И не успел Вася хлопнуть глазами, как девушка соскочила с кровати, чмокнула его в щеку, завернулась в простыню и умчалась в ванную. А он остался стоять в столбняке, все еще ощущая прикосновение ее молодого, сильного, горячего тела…
— Доброе утро! — появился на пороге гостиной приветливый Иван Терентьевич в спортивном костюме. — Что значит молодость и здоровье! Я слышал, как вы занимались, но не было сил встать. — Он вздохнул с притворным сожалением. — Что поделаешь, старость — не радость, а болезнь и того хуже.
— Это вы-то старый? — усомнился в словах Парамонова Василий. — Кто же тогда молодой?
— Старый, старый, внешность — всего лишь камуфляж.
— Но уж в болезни ваши я не поверю!
— Ну и зря, молодой человек. Естественное состояние человека — болезнь. Уля, как будущий медик, подтвердит мои слова. Абсолютно здоровый человек — исключение из правил, больной — правило.
Василий засмеялся, махнул рукой.
— Будет вам издеваться над дилетантом. Идемте завтракать.
— С удовольствием, только умоюсь. Кстати, как вы себя чувствуете?
— Нормально, никаких отклонений. Разве что… — Василий замялся, поскреб в затылке. — Лезут в голову разные странные мысли… воспоминания… хотя я точно знаю, что ничего подобного в моей жизни не происходило.
— Например?
— Соболев передал мне инструкции по системе боя… комбинаторике смертельного касания, сокращенно — космек, якобы разработанной перволюдьми… так вот я ее помню, хотя никогда в жизни не изучал! И еще… — Василий понизил голос, оглянулся на дверь ванной. — Я помню, что встречался с Улей раньше… в лесу… хотя опять же этого просто не могло быть! Если мои «воспоминания» не являются результатом энергетического удара, которым меня одарили господа кардиналы, то в чем дело? Ложная память?
Иван Терентьевич с интересом оглядел мрачновато-смущенное лицо Балуева, хмыкнул.

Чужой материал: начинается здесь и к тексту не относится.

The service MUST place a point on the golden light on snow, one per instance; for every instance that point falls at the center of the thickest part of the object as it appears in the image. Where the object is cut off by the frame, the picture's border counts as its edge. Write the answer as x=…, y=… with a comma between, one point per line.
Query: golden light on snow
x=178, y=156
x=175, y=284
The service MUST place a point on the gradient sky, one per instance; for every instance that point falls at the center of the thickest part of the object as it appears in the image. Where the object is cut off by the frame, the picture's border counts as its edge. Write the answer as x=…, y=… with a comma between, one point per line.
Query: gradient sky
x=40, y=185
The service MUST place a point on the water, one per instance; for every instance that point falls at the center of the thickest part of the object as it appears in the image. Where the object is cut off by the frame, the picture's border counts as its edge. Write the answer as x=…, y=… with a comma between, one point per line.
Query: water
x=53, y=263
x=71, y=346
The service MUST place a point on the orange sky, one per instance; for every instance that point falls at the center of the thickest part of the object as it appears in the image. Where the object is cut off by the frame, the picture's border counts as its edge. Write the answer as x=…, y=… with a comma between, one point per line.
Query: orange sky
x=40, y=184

— Василий Никифорович, а ведь вы далеко не простой любитель подраться, мастер воинских искусств, вы паранорм со всеми вытекающими… Очень интересно было бы поискать ваши корни. Каждый человек по сути — мировая линия, включающая всех его предков и потомков. Мы не знаем, где наше начало и где конец, где начинается и заканчивается «я», личность. Похоже, у вас в роду были колдуны и маги, экстрасенсы, как принято говорить, или… — Парамонов еще раз оглядел Василия, — или люди Круга.